So schnell kann es umschlagen

Die Gastlandflagge von Dominica wird gesetzt. Niemand ahnt, dass es bald umschlagen wird.Wir ankern in der vermutlich nassesten Ecke von Martinique, denn über der Hauptstadt Fort de France kann das Wetter mehrmals täglich umschlagen. Richtig fette Regenwolken türmen sich im Himmel auf, die sich dann präzise über der Vairea entladen. Rennen – Luken zu, rennen – Luken auf, lautet unser tägliches Fitnessprogramm. In einer der unzähligen Regenpausen fahren wir mit Vairelita, unserem Beiboot, an Land und besorgen beim Carrefour oder Leader Price noch die letzten Lebensmittel. Aus unserem Kühlschrank weht jetzt der besonders verführerische Geschmack von Käse. Da dieser auf den meisten Inseln sehr schwer oder wenn nur schweineteuer zu kriegen ist, greifen wir hier beherzt zu. Am Schluss ist der Eisschrank so voll, wir brächten wohl kaum mehr ein Blatt hinein.
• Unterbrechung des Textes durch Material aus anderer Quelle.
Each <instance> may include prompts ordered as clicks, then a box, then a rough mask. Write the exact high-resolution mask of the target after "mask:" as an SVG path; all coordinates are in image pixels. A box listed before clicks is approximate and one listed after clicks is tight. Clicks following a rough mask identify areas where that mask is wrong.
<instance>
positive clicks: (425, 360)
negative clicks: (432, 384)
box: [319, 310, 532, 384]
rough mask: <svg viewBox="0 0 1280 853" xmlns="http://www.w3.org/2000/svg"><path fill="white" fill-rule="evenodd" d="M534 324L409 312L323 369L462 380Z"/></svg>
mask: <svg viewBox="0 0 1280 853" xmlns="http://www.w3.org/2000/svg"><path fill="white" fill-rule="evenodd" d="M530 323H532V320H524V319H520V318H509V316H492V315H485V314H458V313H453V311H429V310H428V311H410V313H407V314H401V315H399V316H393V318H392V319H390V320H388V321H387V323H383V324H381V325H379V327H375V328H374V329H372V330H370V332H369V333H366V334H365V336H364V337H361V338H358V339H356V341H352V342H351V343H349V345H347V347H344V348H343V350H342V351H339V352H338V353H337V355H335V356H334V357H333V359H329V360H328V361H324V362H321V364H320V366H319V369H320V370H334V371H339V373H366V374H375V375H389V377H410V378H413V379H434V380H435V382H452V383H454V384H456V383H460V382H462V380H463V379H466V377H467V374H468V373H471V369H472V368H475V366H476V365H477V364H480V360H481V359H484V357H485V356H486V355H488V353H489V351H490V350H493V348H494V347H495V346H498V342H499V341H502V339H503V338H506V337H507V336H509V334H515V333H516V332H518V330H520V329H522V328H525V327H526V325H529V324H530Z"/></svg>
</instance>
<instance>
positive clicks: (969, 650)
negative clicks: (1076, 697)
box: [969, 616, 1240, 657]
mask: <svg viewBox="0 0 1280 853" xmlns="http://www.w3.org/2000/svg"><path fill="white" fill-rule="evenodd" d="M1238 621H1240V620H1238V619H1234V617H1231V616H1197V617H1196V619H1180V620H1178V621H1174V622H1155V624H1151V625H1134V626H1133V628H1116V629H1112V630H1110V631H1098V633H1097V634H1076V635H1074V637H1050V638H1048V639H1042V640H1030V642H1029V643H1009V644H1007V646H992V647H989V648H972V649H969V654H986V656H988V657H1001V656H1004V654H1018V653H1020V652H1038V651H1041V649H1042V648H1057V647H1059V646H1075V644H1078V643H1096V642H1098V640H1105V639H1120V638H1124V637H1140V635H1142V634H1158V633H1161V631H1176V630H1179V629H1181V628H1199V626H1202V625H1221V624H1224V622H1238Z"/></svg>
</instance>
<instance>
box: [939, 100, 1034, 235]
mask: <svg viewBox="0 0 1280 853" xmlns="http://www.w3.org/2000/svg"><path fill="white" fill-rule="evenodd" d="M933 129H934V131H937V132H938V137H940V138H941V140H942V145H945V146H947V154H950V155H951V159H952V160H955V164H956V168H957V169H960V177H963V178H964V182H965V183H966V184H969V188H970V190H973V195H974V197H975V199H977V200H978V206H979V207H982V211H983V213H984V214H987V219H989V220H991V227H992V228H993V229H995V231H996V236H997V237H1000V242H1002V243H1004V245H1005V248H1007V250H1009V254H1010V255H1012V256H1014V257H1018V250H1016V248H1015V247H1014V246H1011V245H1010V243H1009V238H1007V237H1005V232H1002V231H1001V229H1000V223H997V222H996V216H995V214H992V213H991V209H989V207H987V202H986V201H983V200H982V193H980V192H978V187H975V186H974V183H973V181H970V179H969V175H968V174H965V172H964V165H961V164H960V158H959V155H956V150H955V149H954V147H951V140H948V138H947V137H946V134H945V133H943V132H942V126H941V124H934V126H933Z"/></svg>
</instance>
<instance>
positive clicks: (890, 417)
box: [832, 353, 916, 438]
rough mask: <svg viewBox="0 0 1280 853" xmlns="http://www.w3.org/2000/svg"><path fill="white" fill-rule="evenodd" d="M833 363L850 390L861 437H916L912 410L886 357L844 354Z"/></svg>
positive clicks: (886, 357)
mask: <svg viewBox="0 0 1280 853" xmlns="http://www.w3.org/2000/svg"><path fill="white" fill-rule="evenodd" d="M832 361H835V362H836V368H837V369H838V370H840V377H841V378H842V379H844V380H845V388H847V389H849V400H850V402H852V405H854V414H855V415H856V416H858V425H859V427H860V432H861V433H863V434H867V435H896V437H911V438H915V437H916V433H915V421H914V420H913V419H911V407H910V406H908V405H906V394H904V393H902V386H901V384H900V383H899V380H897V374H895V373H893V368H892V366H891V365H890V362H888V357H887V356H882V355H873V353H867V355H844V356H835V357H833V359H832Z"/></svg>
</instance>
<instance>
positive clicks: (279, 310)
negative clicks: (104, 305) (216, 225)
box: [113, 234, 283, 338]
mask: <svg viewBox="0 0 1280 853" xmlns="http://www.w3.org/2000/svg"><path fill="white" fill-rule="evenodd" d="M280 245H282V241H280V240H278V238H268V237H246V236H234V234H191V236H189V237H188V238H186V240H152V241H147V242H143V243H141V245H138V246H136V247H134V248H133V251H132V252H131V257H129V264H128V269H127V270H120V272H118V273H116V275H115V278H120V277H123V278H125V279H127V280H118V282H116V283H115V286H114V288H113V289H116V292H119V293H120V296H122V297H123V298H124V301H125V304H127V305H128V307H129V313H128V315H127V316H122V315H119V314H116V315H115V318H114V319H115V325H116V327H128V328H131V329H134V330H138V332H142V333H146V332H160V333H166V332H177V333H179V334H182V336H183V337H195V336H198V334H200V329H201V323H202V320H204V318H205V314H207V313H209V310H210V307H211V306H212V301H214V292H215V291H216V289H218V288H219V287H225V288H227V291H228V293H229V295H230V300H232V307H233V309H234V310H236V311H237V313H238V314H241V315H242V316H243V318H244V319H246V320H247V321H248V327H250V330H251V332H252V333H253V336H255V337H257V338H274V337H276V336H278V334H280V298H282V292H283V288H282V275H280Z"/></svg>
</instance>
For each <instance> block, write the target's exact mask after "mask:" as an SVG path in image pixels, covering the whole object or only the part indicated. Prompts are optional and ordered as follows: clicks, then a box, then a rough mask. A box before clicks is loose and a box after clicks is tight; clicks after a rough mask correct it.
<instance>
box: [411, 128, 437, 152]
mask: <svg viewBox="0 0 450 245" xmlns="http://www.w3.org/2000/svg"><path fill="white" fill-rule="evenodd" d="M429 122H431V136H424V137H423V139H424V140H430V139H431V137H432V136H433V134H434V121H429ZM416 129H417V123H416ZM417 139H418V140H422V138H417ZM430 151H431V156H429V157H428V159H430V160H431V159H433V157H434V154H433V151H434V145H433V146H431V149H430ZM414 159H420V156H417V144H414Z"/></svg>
Lernen Dorothea und Frank kennen, die mit ihrem auffallend gelben Katamaran Fradolin II ganz in unserer Nähe ankern und uns bei einem Bier mit ganz viel Begeisterung von Dominica, unserem nächsten Ziel erzählen. Das es so schnell umschlagen kann, ahnen wir zu diesem Zeitpunkt noch nicht.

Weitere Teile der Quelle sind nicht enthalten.